While last year was about healthcare reform and the stumbling efforts to pass it, this may be the year when America confronts its budgetary dysfunction, not least because overspending by Washington and the corrosive effects of the deficit have climbed to the top of voter concerns in a mid-term election year.
It is partly the perception of a government that has grown too large and too profligate that is souring independent voters on Mr Obama and the Congress and giving rise to the anti-tax Tea Party movement.
Mr Obama said he welcomed all suggestions on cutting spending.
"It's time to hold Washington to the same standards families and businesses hold themselves," he said.
"It's time to save what we can, spend what we must, and live within our means once again."
He added that spending could not continue "as if the hard-earned tax dollars of the American people can be treated like Monopoly money".
The White House had trailed the budget announcement for days with a promise to institute a three-year spending freeze for certain areas of domestic spending.
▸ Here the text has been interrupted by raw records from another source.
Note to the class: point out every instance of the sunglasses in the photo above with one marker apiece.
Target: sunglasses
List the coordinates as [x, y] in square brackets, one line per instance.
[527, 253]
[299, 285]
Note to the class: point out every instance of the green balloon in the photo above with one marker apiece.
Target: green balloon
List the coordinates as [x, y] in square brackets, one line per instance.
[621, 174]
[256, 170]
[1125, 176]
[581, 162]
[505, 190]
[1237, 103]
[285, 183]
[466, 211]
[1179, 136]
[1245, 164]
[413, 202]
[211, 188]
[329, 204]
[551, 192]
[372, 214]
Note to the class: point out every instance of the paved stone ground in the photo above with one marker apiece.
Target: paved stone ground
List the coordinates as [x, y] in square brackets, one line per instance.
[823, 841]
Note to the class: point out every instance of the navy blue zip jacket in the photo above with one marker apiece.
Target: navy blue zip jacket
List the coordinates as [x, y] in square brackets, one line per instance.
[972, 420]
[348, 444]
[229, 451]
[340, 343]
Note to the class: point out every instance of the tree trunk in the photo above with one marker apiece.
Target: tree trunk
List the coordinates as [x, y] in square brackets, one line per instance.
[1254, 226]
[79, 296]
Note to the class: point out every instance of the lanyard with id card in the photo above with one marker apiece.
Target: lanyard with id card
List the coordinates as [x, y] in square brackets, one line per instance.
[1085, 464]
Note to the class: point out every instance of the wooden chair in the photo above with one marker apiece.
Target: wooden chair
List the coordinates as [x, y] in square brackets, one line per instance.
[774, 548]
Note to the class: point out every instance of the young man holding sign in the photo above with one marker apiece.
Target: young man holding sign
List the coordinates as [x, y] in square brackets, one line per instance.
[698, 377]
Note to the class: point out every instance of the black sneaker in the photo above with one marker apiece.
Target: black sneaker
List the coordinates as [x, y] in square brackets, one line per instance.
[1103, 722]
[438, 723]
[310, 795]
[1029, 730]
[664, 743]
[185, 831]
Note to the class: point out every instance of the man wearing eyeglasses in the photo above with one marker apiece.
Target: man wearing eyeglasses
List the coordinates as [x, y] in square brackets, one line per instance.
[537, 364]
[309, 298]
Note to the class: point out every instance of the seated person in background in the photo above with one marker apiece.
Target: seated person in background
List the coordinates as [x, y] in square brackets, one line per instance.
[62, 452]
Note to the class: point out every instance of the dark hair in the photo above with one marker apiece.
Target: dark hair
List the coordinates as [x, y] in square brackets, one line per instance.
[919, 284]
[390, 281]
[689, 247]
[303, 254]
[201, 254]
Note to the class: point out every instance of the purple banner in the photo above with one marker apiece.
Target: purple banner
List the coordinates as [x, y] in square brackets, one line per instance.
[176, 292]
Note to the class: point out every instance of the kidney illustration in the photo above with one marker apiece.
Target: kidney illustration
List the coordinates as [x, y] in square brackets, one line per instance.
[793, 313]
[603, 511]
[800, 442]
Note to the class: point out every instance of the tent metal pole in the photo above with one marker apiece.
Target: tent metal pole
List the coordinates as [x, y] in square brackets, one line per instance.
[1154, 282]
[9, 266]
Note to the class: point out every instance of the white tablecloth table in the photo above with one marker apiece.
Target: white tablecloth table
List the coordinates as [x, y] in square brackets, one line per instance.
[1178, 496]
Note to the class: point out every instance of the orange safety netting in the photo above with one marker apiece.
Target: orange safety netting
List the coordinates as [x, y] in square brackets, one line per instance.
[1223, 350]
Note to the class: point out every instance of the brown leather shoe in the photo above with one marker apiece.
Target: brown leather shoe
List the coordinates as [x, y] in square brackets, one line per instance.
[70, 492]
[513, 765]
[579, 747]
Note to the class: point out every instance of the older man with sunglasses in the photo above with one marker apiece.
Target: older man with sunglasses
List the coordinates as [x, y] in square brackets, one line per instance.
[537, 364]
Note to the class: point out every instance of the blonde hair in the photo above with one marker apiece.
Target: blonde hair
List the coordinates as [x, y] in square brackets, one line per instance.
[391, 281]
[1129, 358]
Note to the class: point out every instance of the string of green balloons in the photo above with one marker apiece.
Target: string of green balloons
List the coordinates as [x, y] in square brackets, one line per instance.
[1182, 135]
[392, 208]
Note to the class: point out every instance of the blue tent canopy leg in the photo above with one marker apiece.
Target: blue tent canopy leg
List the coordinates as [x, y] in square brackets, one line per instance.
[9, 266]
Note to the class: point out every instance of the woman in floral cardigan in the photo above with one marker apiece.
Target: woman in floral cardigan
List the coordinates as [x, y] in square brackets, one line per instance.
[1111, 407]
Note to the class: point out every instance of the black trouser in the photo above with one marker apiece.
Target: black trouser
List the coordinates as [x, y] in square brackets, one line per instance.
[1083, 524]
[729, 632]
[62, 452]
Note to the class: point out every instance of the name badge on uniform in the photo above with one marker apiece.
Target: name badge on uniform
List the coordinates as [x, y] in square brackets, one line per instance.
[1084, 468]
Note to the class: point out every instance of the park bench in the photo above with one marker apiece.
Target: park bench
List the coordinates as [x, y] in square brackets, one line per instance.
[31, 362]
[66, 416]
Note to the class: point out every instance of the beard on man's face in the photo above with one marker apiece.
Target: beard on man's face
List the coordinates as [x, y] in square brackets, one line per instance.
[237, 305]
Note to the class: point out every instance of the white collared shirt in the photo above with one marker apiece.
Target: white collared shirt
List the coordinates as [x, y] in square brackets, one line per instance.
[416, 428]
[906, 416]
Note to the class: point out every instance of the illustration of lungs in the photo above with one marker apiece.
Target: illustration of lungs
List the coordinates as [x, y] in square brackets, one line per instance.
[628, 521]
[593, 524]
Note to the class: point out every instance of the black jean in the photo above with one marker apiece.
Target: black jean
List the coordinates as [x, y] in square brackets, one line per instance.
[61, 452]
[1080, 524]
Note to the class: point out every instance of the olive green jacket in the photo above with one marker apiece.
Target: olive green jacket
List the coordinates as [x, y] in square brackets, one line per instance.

NASA, for example, will see its efforts to put astronauts back on the moon shut down, and the document contains a scattering of other budget and programme eliminations.
To try to raise new revenues, meanwhile, Mr Obama is proposing an end to the Bush-era tax cuts for the wealthiest Americans and hopes to institute a new fee on the big banks to help pay for the losses under the government's unpopular bailout programme.
According to the White House projections, these and other measures should be enough to lower the annual deficit to roughly $700 billion (NZ$987 billion), about 4.2 per cent of national GDP, by late 2013.
But the long-term spending priorities spelled out yesterday would add $8.5 trillion (NZ$11.9 trillion) to the national debt by 2020, increasing debt as a proportion of GDP to 77 per cent compared to 53 per cent now.
But in the short term, the Obama administration does not recoil from new spending altogether.
The budget includes a call for Congress to pass a $100 billion (NZ$141 billion) programme immediately to boost job growth.
This, officials argue, will pay off in the long term because part of the problem today can be attributed to the loss of 7 million jobs since the recession began.
Joblessness means lower revenues and higher spending on social programmes.
"We won't be able to bring down this deficit overnight, given that the recovery is still taking hold," Mr Obama said.
"We will continue to do what it takes to create jobs. It is essential."
Lobbyists, corporations and politicians alike were all scouring the $3.83 trillion (NZ$5.4 trillion) budget for lines that might directly affect them.
In its pages, you could find a steep cut in funding for tracked vehicles for the US Army and a call for an end to crop subsidies for wealthy farmers.
Oil companies stand to lose $39 billion (NZ$55 billion) in tax breaks.
Provisions in last year's budget for income of $646 billion (NZ$910 billion) over seven years from a greenhouse gas cap-and-trade system are also missing as the administration concedes that opposition to it in Congress is probably too fierce to overcome.
The proposed spending freeze, meanwhile, will not affect social programmes like Medicare, or impact homeland security or defence spending.
Mr Obama is asking Congress to approve a record $708 billion (NZ$998.4 billion) in defence spending in 2011, including a 3.4 per cent increase in the Pentagon's base budget and $159 billion (NZ$224.2) to fund US military missions in Iraq, Afghanistan and Pakistan.